Adjuvant Sunitinib Improves Survival in High-Risk RCC

Adjuvant treatment with the oral antiangiogenic drug sunitinib increases disease-free survival but increases toxicity in patients with metastatic renal cell carcinoma (RCC) at high risk of recurrence, reports a trial in The New England Journal of Medicine.

The randomized, international, phase 3 trial included 615 patients with locoregional, high-risk clear-cell RCC who had undergone nephrectomy. Intervention patients received sunitinib, 50 mg/d, on a 4-weeks-on, 2-weeks-off schedule. Treatment continued for up to 1 year; controls received placebo. Disease-free survival was compared between groups, along with secondary outcomes.

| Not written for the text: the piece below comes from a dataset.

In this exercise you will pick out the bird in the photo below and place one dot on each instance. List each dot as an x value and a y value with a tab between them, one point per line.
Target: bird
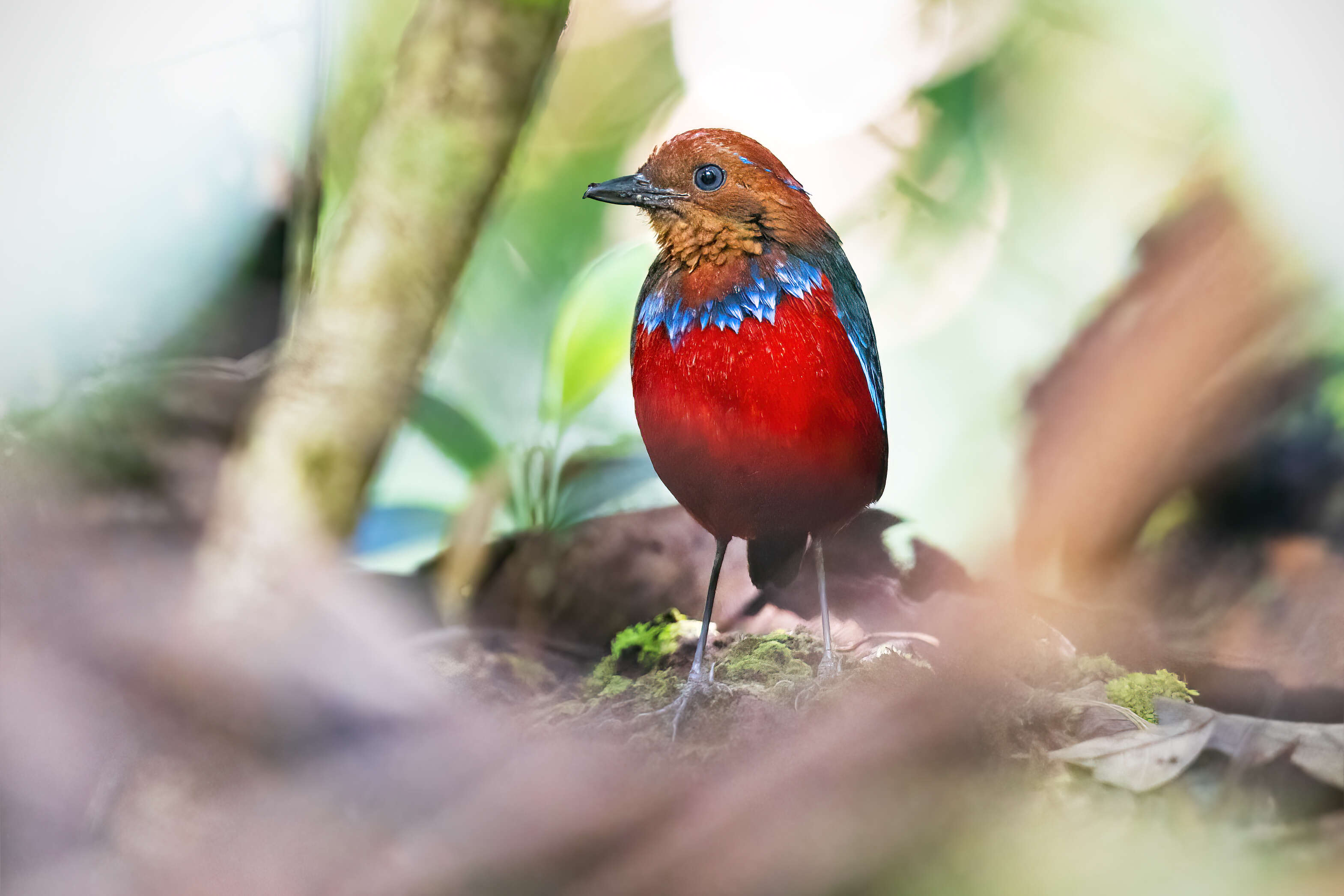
754	363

Sunitinib was associated with significant improvement in disease-free survival: 6.8 versus 5.6 years, hazard ratio 0.76. Overall survival could not be assessed at the time of data cutoff; about 20% of patients had died in each group.

Sunitinib was associated with increased toxicity, including higher rates of grade 3 and 4 adverse events and adverse events requiring dose reductions, interruptions, or discontinuation. The overall rate of serious adverse events was 21.9% with sunitinib and 17.1% with placebo, with no toxicity-related deaths.

Previous studies have established that sunitinib, a vascular endothelial growth factor pathway inhibitor, is an effective treatment for metastatic RCC. The new trial shows that adjuvant sunitinib can increase survival in patients with locoregional, high-risk clear-cell RCC. Sunitinib is associated with increased toxicity, leading to moderate declines in quality of life during active treatment [Ravaud A, et al. Adjuvant sunitinib in high-risk renal-cell carcinoma after nephrectomy. N Engl J Med October 10, 2016 DOI: 10.1056/NEJMoa1611406].